Most Helpful Customer Reviews
66 of 79 people found the following review helpful
4.0 out of 5 stars Very, very, very good. August 17, 2004
Format:Mass Market Paperback
Sometime in the mid 21st century an artificial intelligence arises out of Earth's computer networks. This intelligence scatters the land with strange structures, causes nine tenths of the population to disappear and issues three commandments. Flash forward a few centuries, the missing nine tenths of earth's population were transmitted via wormholes to star systems up to 3000 light years away, travelling one year back in the past for every light year travelled. Earth has recovered from the events of this singularity and is now a sort of central clearing house for trade and information under a reconstituted United Nations.

Martin Springfield is an engineer working for the Navy of the New Republic, one of the civilzations rising out of this diaspora and which despite it's name is more of an empire. The New Republic has banned most information technology and all nano-technology and keeps its citizens backwards in a highly stratified society where advanced technologies are only permitted for military or state security uses.
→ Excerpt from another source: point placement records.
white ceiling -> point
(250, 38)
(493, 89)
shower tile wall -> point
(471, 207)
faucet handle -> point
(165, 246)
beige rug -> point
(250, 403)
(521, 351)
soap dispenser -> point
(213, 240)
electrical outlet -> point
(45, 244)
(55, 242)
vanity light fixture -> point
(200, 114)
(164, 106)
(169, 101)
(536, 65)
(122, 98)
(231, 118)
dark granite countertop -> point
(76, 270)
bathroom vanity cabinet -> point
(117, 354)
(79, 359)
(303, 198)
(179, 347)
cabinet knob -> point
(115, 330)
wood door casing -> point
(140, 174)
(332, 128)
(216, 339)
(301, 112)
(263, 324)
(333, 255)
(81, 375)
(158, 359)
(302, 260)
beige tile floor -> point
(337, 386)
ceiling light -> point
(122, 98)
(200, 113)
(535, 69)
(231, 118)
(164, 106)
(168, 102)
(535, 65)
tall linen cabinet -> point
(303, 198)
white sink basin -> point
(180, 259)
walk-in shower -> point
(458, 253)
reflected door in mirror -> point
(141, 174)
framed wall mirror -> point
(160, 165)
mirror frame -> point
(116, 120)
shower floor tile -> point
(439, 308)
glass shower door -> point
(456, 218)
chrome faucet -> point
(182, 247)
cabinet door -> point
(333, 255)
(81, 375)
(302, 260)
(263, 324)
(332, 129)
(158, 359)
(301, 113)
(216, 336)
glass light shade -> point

When a travelling interstellar civilization known as the Festival comes to the New Republic colony world New Rochard the whole social system is kicked over. The Festival wants stories and information, and is willing to trade high tech products that verge on the magical to the inhabitants of New Rochard, which destroys scarcity and the whole hierarchical system. Rather than allow this to happen the New Republic decides to launch a war fleet to take out the Festival. Using faster than light travel the war fleet will arrive at New Rochard before the Festival does, thus saving the day. The only problem with this is that the AI that caused all this, now known as "The Eschaton" explicity prohibits causality violations and has a messy way of dealing with those who risk its wrath, such as by causing their suns to go nova (it is explained that the Crab Nebula is one such result).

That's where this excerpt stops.